— Я тоже. Он так только в детстве улыбался, Тики, — прошептал мужчина, коротко усмехнувшись.
— В детстве, в котором рядом с вами был Мана, любящий музыку всем сердцем, — с невеселой улыбкой уточнил Микк, и старший Уолкер заторможенно кивнул.
— Верно… — тихо, как-то придушенно произнес он. — А я… я о таком даже и не подумал…
— Ну еще бы, — смягчился Тики, легко покачивая головой. — Ты тот еще тюфяк, как я посмотрю, — фыркнул он, в ответ на что Неа совершенно стушевался и горько вздохнул.
— Я… я подумаю над этим, — выдавил он наконец спустя пару минут молчания. — Очень серьезно… Ну, а сейчас, — здесь Уолкер потер руками лицо — как будто снимал с него липкие тенета, — по-моему, надо выпить. На трезвую голову я чувствую себя слишком жалким.

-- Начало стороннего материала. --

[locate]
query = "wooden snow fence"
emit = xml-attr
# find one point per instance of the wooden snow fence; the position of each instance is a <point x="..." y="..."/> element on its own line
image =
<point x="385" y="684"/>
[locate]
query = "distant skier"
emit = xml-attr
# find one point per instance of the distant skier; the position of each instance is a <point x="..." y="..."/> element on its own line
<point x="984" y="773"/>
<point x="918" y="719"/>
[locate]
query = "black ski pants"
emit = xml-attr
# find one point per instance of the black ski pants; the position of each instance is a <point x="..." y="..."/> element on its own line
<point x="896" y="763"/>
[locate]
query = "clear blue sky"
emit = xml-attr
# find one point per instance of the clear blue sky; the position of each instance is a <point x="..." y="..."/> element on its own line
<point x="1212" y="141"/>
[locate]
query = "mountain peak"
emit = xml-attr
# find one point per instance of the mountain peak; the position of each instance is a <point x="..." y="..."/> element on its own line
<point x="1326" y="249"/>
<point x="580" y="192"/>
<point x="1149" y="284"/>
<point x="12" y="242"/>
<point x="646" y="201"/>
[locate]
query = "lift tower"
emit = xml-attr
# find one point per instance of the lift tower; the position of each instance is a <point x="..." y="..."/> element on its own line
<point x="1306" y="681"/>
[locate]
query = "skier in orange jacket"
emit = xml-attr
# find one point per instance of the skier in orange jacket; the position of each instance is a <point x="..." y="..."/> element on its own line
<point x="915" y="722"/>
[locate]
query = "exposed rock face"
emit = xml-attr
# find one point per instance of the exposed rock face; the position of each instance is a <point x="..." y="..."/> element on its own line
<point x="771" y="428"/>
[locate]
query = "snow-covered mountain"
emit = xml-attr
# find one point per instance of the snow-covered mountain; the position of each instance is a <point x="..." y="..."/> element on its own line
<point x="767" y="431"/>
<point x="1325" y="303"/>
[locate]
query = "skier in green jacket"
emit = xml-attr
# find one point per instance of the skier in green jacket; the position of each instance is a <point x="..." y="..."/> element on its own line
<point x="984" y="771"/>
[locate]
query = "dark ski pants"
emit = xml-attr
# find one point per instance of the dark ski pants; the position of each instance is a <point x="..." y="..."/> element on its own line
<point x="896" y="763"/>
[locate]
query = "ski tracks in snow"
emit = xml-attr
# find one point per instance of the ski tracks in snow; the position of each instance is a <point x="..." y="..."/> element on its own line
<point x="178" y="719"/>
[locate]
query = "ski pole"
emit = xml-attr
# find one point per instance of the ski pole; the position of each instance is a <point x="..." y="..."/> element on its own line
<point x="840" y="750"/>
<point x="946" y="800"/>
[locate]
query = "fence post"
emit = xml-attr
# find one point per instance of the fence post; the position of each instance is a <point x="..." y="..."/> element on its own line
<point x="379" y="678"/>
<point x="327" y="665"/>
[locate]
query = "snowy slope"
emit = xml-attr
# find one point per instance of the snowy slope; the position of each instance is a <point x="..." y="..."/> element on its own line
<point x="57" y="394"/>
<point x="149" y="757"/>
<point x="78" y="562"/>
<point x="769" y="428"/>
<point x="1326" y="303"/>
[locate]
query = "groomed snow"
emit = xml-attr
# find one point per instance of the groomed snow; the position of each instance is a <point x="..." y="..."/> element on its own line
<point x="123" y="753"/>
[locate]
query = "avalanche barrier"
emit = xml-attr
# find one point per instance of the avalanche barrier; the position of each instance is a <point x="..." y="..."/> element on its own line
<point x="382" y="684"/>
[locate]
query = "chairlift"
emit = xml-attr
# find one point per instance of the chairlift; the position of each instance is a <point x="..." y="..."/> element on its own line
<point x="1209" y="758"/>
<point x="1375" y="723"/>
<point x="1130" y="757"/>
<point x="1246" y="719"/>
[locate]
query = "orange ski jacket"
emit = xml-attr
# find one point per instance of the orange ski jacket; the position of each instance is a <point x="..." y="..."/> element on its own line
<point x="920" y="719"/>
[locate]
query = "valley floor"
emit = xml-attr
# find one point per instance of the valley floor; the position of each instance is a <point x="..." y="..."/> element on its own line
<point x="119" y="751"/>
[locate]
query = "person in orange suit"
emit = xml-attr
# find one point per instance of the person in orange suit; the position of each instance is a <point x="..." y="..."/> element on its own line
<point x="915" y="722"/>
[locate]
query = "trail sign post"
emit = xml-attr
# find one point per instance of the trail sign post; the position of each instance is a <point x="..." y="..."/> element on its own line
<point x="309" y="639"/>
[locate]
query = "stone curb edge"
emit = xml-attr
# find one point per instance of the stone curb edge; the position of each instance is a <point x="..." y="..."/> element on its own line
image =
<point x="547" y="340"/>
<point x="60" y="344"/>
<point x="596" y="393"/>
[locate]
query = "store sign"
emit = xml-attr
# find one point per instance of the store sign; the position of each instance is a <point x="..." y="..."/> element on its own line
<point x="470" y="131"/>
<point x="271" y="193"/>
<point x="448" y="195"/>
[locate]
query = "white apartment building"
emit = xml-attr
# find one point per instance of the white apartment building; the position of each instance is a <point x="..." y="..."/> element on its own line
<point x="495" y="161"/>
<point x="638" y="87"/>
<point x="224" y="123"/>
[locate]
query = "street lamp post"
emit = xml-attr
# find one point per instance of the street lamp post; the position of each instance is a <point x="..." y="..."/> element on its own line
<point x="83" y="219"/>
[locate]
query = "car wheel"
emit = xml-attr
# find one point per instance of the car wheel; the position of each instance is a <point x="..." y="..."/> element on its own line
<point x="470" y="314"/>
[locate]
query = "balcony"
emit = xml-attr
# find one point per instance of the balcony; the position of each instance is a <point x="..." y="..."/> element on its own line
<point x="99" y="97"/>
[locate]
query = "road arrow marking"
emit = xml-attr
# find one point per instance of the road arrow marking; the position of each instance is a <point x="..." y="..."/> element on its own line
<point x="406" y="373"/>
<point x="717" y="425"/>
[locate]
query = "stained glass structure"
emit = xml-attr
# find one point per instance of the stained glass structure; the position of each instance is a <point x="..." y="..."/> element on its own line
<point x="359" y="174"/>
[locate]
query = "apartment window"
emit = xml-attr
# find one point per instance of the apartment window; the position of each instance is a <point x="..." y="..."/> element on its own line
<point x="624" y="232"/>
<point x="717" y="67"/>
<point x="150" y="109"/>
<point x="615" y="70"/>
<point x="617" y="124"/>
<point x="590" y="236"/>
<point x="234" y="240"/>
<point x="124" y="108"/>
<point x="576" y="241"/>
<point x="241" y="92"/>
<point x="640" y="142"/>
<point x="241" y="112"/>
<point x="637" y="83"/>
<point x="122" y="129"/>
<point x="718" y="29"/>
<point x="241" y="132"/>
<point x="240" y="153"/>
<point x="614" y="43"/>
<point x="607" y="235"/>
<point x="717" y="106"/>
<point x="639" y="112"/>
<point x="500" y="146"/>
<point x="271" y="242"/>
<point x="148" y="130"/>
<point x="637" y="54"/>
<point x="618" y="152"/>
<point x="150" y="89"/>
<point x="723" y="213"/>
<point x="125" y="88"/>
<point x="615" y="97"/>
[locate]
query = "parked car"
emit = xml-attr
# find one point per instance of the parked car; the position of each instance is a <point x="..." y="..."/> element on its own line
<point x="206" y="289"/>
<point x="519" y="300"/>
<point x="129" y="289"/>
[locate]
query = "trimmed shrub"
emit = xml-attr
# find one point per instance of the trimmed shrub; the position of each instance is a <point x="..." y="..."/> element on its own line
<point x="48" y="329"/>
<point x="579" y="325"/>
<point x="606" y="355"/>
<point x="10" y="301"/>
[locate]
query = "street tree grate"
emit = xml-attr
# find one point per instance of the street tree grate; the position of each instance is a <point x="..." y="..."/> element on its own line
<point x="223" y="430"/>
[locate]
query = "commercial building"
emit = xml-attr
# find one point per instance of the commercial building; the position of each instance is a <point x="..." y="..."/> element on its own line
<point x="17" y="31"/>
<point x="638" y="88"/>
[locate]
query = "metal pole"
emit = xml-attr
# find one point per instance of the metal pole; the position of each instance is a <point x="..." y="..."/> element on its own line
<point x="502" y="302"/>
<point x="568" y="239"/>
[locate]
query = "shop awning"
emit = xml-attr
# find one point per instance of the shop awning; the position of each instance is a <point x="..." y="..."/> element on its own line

— Правильно чувствуешь, — расхохотался Тики в ответ. — Но тут ты прав — выпить и правда надо.
Комментарий к Op.12
Репертуар:
Perry Como — Magic Moments
Simona Molinari — Egocentrica
Simona Molinari — Non so dirti di no
Simona Molinari — La verità
Scorpions — Wind of Change
Scorpions — Lorelei
Bon Jovi — Bed Of Roses
Ozzy Osbourne & Lita Ford — Close my eyes forever
Europe — Dreamer
Halestorm — Familiar Taste Of Poison
Guns ‘N’ Roses — This I love
Iron Maiden — Wasting Love
========== Op.13 ==========
Аллен чувствовал себя слишком странно. Ему казалось, словно его накачали воздухом, отчего он мог взлететь как шарик в самую высь и остаться парить там до самого конца времён. Внутри него всё почему-то трепетало, и в груди будто целое поле цветов выросло, и он не мог перестать улыбаться, как идиот, и… и… и…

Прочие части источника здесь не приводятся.